Joyce Y. Wong is Professor of Biomedical Engineering and Materials Science and Engineering in the College of Engineering at Boston University. She is involved in groundbreaking research and development of biomaterials to detect and treat cardiovascular disease. Her work also focuses on designing blood vessels for children with congenital heart conditions that will grow as the child grows and develops.
Wong was inspired by several scientists in her family to choose a career in biomedical engineering. Both of her parents are chemists and her uncle is a molecular biologist. Wong initially set out to pursue a career in materials science with applications in automobile design. But after spending time with her uncle over a break in her graduate training, Wong said, she became fascinated by biology and nature. Wong credits her family support, great role models, and mentors for her success.

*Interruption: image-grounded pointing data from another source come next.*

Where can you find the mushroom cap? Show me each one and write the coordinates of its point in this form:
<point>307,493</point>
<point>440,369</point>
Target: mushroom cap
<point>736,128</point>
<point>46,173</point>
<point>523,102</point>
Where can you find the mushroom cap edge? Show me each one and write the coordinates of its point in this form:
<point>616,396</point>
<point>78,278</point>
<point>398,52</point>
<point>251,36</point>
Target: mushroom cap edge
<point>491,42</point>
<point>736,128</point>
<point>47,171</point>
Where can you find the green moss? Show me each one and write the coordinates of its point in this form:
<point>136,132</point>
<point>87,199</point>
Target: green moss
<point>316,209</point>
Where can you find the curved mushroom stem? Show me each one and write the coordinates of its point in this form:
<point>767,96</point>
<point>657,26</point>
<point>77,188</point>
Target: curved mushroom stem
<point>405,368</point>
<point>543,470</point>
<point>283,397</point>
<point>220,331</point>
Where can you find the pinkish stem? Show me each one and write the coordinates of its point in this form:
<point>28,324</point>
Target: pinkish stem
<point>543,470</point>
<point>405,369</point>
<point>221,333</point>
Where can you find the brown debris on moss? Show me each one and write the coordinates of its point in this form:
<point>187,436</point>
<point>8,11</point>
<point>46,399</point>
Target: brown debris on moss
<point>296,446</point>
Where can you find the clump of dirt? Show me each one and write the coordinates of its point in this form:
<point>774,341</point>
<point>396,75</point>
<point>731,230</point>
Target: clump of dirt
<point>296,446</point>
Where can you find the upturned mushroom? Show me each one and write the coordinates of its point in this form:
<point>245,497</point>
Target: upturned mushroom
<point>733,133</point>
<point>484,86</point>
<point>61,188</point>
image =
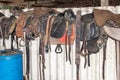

Beginning her journey as a biomedical engineer, Wong worked in the highly esteemed lab of Robert Langer at the Massachusetts Institute of Technology. There, she was able to pursue materials science with applications in biology including tissue engineering. “It was a great place to start,” said Wong. She then went on to complete post doctorate training at the University of California, Santa Barbara.
“If you are focused and you have the drive and desire, there are [undergraduate and graduate] programs out there for you,” says Wong. Wong advises students interested in biomedical engineering to try out different research experiences to locate their passions within the field. Students may want to set their sights on tackling problems at the interface of medicine and engineering with the “highest unmet clinical needs” because therein lies the biggest impact, she added. Lastly, Wong says students should spend time honing their networking skills in order to develop strong research collaborations.
Wong expressed that biomedical engineering is a rewarding career path because of the potential to improve the quality of life. During Wong’s graduate training, her father had a heart attack – a turning point in her career. “I knew then that I wanted to work on problems that had an impact,” said Wong.
In her current work at Boston University, Wong is focuses on finding ways to treat surgical adhesions, or bands of scar tissue, as they are a major cause of infertility. She is also using nanotechnology and imaging methods for enhanced oil recovery.
Wong enjoys working as a professor in academia because she likes teaching the next generation of biomedical engineers. In academia, Wong has the freedom to pursue any research questions that she desires, so long as she can secure funding to support it. She is also able to work on multiple diverse research projects simultaneously.